- Directed by: Guna
- Written by: Guna Navalar (dialogues)
- Produced by: L. Vasu K. Rajpreeth
- Starring: Anandaraj; Siva; Sivaranjani; Rekha; Sridevi Vijaykumar;
- Cinematography: K. Rajpreeth
- Edited by: M. N. Raja
- Music by: Adithyan
- Production company: Aarthi International
- Release date: 25 September 1992;
- Running time: 130 minutes
- Country: India
- Language: Tamil

= David Uncle =

David Uncle is a 1992 Indian Tamil-language film directed Guna. The film stars Anandaraj, Siva, Sivaranjani, Rekha and Sridevi Vijaykumar. It was released on 25 September 1992.

== Plot ==

The story begins with the minister Deivanayagam and his son who debated. Deivanayagam's son came with his wife Malathi and new-born daughter Devi, he believed that his father changed. On the other hand, Deivanayagam wanted his son back, leaving his wife and daughter but his son refused. Meanwhile, Deivanayagam's assistant Arumugam killed Deivanayagam in front of his son and Arumugam put the blame on him. Deivanayagam's son was arrested and then the new-born daughter was handed over to a beggar by Arumugam.

A few years later, Arumugam becomes a corrupt minister. He has a daughter Selvi who is in love with the poor man Raja.
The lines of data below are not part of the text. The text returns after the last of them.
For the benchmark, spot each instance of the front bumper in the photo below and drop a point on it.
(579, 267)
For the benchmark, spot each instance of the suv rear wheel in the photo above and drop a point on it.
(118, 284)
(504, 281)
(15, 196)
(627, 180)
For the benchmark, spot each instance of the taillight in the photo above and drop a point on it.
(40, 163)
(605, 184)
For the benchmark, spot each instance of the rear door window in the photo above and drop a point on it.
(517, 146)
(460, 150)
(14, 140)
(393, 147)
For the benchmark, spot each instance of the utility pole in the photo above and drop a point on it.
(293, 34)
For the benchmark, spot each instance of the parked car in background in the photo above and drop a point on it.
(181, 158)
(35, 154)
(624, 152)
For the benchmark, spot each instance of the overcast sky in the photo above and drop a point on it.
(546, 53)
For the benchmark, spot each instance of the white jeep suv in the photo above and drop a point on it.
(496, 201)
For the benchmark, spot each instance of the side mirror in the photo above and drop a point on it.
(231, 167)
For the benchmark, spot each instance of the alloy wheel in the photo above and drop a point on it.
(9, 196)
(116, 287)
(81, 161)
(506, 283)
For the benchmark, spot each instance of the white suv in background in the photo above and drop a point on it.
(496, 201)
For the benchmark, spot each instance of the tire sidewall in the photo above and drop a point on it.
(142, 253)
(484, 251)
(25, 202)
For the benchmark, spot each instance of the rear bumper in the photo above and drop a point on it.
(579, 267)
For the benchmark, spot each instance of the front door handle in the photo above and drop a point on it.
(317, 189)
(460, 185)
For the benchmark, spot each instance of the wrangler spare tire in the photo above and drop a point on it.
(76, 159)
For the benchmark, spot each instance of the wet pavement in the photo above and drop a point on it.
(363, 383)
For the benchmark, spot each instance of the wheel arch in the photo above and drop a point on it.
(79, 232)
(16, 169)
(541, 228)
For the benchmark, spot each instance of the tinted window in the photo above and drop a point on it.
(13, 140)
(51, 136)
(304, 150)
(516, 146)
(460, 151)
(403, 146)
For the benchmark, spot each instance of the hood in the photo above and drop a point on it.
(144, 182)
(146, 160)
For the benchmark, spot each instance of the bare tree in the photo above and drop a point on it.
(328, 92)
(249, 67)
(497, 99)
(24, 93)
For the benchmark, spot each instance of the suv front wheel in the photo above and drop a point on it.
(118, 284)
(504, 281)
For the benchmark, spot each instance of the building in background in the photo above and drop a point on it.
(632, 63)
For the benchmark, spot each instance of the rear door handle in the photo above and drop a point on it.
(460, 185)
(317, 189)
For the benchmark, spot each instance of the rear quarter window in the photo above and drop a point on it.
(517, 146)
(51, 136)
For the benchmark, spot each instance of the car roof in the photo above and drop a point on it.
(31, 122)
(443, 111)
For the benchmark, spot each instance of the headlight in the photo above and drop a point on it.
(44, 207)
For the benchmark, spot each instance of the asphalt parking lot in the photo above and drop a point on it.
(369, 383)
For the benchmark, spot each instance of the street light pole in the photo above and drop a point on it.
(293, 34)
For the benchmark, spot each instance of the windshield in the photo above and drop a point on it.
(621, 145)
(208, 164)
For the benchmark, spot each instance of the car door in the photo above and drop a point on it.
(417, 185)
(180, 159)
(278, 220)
Regarding Malathi, she takes up a job as a teacher while Devi, who was forced to beg, is saved by the pickpocket David. In the past, the same Arumugam killed David's father Anthony and mother, he was separated from his sister Mary. Later, David becomes a good man and works hard to feed Devi. Finally, Malathi finds her daughter Devi and David finds his sister Mary who is in fact Selvi. Arumugam is determined to separate Raja and Selvi. David rescues the young lovers against the heartless Arumugam.

== Soundtrack ==

The soundtrack was composed by Adithyan.

| Song | Singer(s) | Lyrics | Duration |
|---|---|---|---|
| "Azhage Poovil Seithano" | S. P. Balasubrahmanyam, K. S. Chithra | Kalidasan | 5:16 |
| "Devan Sabaiyinil" | Mano, Minmini | Piraisoodan | 4:45 |
| "Neeyum Thirudan" | Adithyan | Kalidasan | 3:59 |
| "Thattungadi" | S. P. Sailaja | Piraisoodan | 4:38 |
| "Thottutta" | S. P. Balasubrahmanyam, Swarnalatha | Kadhal Mathi | 4:15 |
| "Vayya Soodu Yerudhu" | Malgudi Subha | Piraisoodan | 4:25 |

== Reception ==
Malini Mannath of The Indian Express said the film "never really takes off", criticising the screenplay as "loosely structured" and felt Rajeev was wasted; only Sridevi "steals the show".